J. Ronald Eastman, Professor of Geography and Director, Clark Labs and the IDRISI Project, Clark University
Topic: GeoTemporal Analysis and Earth System Science
J. Ronald Eastman is Professor of Geography in the Graduate School of Geography at Clark University. He is also the Director of Clark Labs – a research unit focused on geographic/earth system information technology to address the needs of effective decision making for social and environmental security and sustainable development. Clark Labs is best known for its development and support of the IDRISI GIS and Image Processing software system and the Land Change Modeler, also available as an extension to ArcGIS. Dr.

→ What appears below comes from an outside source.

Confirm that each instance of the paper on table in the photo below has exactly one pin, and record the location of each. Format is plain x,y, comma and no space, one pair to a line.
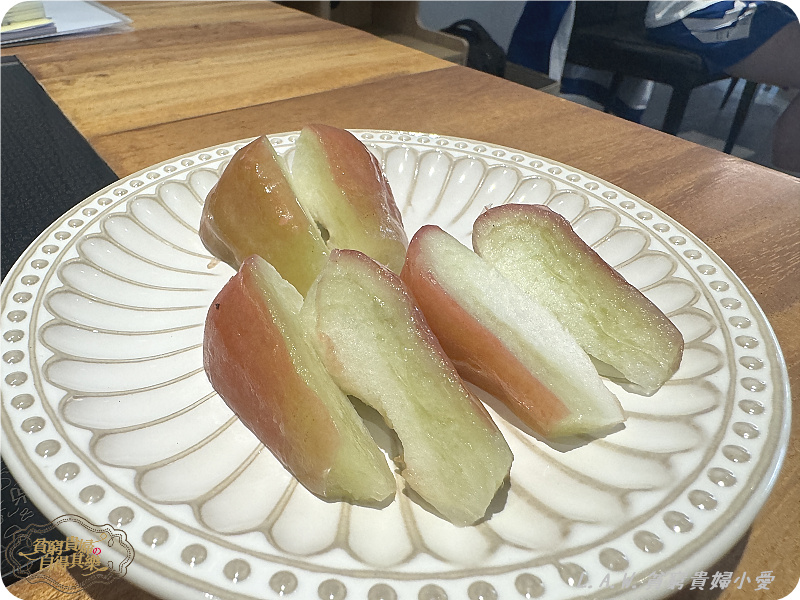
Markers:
71,17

Eastman’s research is strongly focused on data mining over space and time.
| Tuesday, February 23 |
Vassilis J. Tsotras, Professor of Computer Science and Engineering, University of California, Riverside
Topic: Trajectories are Here to Stay
Vassilis J. Tsotras is a Professor at the Department of Computer Science, University of California, Riverside. He received his Diploma (1985) from the National Technical University of Athens and his Ph.D. from Columbia University (1991). His research interests include temporal and spatio-temporal databases, semi-structured data management and data dissemination. He received the NSF Research Initiation Award (1991) and the Teaching Excellence Award from the Bourns College of Engineering (1999). He serves as the General Co-Chair for the 26th International Conference on Data Engineering (ICDE 2010). He is co-Editor in Chief of the International Journal of Cooperative Information Systems and serves/ed on the editorial board of the Very Large Databases Journal and IEEE Transactions on Knowledge and Data Engineering (TKDE). Prof. Tsotras’ research has been supported by various grants from NSF, the Department of Defense and the industry.